The Taskforce has also raised the alarm over the escalation of community transmission of the disease by those moving from one state to another.
National Coordinator of the PTF, Dr Sani Aliyu, who raised the alarm during the daily media briefing by the task force, pointed at the mass smuggling of people out of Lagos State in trucks.
However, the Coordinator appealed to Nigerians to take federal government and some states’ lockdown order seriously, noting the fight to beat back to pandemic in the country depended largely on how much attention and respect the public give to the guidelines issued by the PTF.
He also called on donors of palliative materials to observe basic health and safety protocols, asking them to rather work through local authorities so as to make processes orderly and less hazardous.

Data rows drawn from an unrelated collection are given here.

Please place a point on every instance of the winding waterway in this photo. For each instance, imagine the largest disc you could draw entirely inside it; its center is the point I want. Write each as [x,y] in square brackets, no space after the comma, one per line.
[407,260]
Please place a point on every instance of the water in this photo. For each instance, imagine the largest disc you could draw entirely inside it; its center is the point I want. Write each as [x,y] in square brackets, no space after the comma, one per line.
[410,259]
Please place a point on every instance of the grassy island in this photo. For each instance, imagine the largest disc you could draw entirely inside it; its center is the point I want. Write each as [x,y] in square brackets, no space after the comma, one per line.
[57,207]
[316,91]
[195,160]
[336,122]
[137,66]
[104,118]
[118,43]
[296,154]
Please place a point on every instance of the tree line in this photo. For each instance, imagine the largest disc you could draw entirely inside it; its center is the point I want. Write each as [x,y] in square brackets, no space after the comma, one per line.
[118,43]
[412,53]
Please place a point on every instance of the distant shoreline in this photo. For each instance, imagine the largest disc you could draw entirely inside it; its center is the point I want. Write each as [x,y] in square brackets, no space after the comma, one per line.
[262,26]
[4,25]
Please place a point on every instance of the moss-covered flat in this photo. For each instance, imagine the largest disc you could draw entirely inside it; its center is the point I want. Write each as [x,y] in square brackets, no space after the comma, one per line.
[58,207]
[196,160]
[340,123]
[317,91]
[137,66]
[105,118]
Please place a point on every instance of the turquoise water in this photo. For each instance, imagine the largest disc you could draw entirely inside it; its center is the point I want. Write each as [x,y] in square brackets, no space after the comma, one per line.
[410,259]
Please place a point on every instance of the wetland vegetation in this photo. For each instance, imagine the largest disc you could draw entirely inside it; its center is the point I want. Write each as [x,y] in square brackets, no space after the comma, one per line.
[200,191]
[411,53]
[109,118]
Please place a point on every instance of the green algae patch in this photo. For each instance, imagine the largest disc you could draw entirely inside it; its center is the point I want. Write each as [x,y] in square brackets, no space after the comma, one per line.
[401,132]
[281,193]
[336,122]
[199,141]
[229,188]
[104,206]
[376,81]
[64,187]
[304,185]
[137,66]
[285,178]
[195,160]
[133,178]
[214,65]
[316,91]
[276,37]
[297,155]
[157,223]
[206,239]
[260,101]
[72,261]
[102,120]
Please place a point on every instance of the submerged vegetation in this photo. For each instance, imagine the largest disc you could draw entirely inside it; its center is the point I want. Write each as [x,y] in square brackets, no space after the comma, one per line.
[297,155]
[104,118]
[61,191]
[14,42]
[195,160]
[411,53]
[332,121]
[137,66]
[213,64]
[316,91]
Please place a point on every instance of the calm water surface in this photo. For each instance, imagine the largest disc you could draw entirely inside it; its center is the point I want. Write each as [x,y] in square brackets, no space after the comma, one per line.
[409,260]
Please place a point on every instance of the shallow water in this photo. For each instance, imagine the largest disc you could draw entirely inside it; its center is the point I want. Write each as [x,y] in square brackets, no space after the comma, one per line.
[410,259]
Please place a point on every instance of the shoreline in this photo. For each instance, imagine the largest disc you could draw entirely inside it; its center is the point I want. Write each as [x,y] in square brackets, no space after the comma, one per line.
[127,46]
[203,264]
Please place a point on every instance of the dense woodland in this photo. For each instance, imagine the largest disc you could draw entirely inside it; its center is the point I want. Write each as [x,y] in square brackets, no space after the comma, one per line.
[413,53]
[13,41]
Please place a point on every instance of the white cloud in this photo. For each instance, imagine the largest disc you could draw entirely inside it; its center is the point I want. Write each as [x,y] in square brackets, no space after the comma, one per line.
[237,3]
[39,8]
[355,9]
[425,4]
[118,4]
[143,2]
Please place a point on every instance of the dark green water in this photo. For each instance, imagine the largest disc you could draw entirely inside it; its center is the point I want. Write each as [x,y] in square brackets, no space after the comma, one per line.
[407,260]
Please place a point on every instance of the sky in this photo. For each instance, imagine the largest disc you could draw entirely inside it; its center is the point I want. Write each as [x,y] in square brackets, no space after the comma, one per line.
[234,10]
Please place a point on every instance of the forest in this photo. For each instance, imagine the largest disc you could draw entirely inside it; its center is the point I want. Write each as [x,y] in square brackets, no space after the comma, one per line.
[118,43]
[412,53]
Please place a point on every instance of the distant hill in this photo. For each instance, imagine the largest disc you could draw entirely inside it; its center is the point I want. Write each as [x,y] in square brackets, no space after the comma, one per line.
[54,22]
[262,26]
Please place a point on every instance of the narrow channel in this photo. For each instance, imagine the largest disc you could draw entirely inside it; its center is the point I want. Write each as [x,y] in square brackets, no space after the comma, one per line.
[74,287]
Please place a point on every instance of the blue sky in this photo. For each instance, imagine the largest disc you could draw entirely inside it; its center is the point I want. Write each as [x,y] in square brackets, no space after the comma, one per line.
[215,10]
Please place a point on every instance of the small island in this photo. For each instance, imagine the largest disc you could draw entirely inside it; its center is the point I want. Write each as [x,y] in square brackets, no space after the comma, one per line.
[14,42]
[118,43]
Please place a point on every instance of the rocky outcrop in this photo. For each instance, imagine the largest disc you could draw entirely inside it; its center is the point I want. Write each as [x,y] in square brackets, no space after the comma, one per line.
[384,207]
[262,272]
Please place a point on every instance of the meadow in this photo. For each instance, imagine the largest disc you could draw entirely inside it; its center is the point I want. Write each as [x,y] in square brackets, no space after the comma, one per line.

Dr Aliyu said, ”We have noticed that community spread is now being traced to people traveling across state borders. We need to try and restrict our movements in order to stop the spread of this Coronavirus infection, this is particularly pertinent with regards to the news of people being smuggled in trucks out of Lagos.
“I’ll like to highlight the need for donors to safeguard life and basic health protocols during the distribution of palliatives within local communities.
“It is important that they maintain health and safety, the rise of aggressive behaviour and non-conformity to physical distancing is unacceptable and a major risk to our communities. It is serious public safety concern.
“I enjoin donors to work closely with local authorities and to ensure that the mass gathering restrictions and the physical distancing guidance that we have given is abided by”, he said.